TAMS also showed its Ultimax multipurpose x-ray system with DynaDirect FPD technology. The all-digital x-ray system performs diagnostic R/F, non-vascular interventional and general angiographic procedures.

GE Medical Systems Information Technologies (GEMSIT of Milwaukee) displayed a technology that allows physicians to identify microvolt T-Wave Alternans (T-WA), which indicates an electrical instability in the heart. Patients with microvolt T-WA are at high risk to warrant therapy, such as the implantation of a heart defibrillator.

GEMSIT’s technology uses what the company calls a “time domain test” that allows for the detection of T-WA at relatively low heart rates in short exercise intervals.
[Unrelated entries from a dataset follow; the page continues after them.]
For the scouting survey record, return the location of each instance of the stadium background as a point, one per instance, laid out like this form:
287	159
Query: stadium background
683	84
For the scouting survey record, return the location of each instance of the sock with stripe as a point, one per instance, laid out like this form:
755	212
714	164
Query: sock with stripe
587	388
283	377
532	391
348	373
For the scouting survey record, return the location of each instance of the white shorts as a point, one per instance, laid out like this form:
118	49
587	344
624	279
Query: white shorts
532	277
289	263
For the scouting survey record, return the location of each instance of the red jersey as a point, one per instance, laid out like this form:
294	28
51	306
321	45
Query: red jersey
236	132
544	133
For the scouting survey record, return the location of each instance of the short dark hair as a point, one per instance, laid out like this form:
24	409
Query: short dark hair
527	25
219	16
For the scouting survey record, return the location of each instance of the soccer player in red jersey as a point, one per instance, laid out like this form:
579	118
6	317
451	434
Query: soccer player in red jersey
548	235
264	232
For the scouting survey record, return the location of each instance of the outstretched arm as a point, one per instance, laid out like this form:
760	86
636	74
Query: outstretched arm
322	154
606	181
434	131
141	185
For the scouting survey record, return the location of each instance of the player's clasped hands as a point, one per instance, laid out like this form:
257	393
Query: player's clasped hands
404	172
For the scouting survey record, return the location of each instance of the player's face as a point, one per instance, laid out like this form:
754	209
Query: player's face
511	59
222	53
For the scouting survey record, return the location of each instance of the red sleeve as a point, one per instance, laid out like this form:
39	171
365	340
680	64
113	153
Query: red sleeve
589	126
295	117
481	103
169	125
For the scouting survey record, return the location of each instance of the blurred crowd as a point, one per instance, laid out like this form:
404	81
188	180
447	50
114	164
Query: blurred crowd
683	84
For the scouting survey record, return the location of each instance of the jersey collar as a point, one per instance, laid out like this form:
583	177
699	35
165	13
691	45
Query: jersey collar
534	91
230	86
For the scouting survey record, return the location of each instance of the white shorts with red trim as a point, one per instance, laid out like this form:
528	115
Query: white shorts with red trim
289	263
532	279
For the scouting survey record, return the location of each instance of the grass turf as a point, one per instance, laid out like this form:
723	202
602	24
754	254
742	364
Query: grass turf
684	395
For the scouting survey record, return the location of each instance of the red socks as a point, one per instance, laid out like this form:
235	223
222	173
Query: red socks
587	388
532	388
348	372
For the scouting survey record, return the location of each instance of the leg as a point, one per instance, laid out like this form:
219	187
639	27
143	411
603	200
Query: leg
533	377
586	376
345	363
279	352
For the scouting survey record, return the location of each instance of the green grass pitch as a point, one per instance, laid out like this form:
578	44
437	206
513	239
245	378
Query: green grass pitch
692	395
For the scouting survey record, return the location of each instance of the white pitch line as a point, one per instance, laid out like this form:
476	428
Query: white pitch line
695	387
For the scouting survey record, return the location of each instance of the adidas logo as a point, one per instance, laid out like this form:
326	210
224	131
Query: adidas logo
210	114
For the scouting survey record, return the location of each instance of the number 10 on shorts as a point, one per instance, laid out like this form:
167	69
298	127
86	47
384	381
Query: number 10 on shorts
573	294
Patients with low ejection fraction have difficulty elevating their heart rates for long periods of time.

The very first cardiac ultrasound reflectoscope made its U.S. debut at the ACC’s meeting in 1977. (See photo above.)

The reflectoscope comes to ACC courtesy of the Medical History Museum of the University of Lund (Sweden).

The reflectoscope was developed by Siemens in October 1953 and was first applied to the heart by Inge Edler, head of the department of cardiology at the University Hospital (Lund), and by Carl Helmuth Hertz, a graduate student at the time. Siemens, Edler and Hertz pioneered the clinical application of ultrasound in the medical diagnosis of abnormalities in the heart.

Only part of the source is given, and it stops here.